Payrolls Beat and Iran Peace Hopes Lift Equities as Oil Slides
Market Close — Friday, May 8, 2026
Gold ETF
433.77
-0.06%
Nasdaq 100
711.23
+1.62%
S&P 500
737.62
+0.37%
WTI Crude
95.42
-2.88%
10-Yr Yield
4.364
-0.18%
US Dollar
97.84
-0.42%
U.S. equities finished the May 8–10 period on firmer footing, with the Nasdaq-tracking QQQ gaining 1.62% to close at $711.23 and SPY adding a more modest 0.37% to $737.62. Oil's 2.88% slide to $95.42/barrel — still roughly 78% above year-start levels — relieved margin pressure on energy-intensive sectors, while the 10-year Treasury yield dipped 1.8 basis points to 4.364% and the dollar index softened 0.42% to 97.84, a combination that broadly supported risk assets. Gold was essentially unchanged at $433.77, consistent with a market holding its inflation hedge while testing a mild risk-on posture.

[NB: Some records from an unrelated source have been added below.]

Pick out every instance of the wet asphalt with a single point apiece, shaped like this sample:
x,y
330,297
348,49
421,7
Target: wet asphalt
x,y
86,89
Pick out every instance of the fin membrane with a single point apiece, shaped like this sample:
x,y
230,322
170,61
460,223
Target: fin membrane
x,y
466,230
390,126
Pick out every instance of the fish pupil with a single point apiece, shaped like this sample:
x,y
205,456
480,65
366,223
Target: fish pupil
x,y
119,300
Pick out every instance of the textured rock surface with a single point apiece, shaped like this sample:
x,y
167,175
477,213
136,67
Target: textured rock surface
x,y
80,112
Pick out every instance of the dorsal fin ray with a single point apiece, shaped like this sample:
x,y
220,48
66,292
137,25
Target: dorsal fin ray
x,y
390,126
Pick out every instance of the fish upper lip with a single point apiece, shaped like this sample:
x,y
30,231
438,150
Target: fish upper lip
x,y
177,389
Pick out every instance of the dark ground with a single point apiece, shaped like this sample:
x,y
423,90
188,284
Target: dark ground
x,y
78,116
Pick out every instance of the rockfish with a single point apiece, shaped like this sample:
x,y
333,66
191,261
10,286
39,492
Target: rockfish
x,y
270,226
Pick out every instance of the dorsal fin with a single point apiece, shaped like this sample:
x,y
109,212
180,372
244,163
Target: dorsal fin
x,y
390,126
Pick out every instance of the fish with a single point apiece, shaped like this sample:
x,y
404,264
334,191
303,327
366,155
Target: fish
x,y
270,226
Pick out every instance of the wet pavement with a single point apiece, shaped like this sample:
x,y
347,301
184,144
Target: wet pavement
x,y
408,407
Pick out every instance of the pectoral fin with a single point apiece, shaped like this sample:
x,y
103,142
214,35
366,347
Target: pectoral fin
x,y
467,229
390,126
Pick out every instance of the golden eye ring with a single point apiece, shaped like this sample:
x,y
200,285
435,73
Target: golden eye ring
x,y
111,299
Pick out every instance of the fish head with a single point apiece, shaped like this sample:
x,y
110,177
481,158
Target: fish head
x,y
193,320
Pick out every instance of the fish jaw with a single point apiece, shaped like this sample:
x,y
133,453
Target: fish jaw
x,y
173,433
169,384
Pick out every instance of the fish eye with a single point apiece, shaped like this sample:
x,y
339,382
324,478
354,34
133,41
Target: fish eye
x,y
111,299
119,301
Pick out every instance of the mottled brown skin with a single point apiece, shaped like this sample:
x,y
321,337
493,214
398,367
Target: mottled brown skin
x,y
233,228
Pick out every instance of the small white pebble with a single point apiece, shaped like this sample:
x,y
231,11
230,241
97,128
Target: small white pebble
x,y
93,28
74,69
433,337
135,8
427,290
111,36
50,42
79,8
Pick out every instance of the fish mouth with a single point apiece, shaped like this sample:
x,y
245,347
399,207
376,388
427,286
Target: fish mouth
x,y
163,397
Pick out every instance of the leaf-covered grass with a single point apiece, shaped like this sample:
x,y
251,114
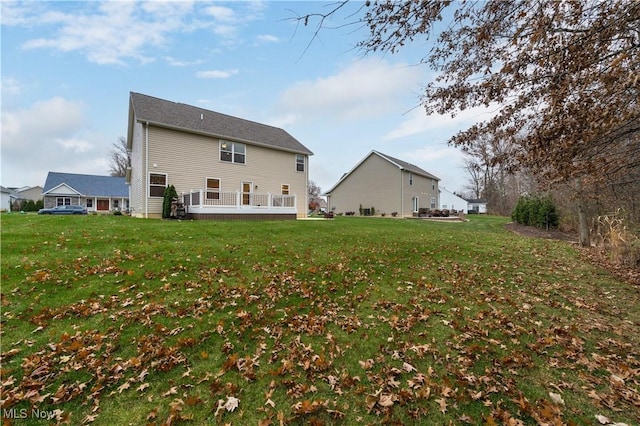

April nonfarm payrolls printed at +115,000, nearly double the Dow Jones consensus of ~55,000, delivering the first back-to-back monthly gain in close to a year. The headline strength was tempered by the details: average hourly earnings rose only 0.2% MoM and 3.6% YoY, both below forecasts of 0.3% and 3.8%, and the U-6 underemployment rate climbed to 8.2%. Federal employment shed another 9,000 jobs and information shed 13,000, while health care (+37K), transportation (+30K), and retail (+22K) carried the load. The stagflationary read — robust headline, soft wages, elevated underemployment — was reinforced by Chicago Fed President Goolsbee's warning that inflation has exceeded the 2% target for five years and has been trending higher for three consecutive months, cementing the Fed's hold at 3.50%–3.75% and pushing some desks to pencil in a potential hike rather than a cut.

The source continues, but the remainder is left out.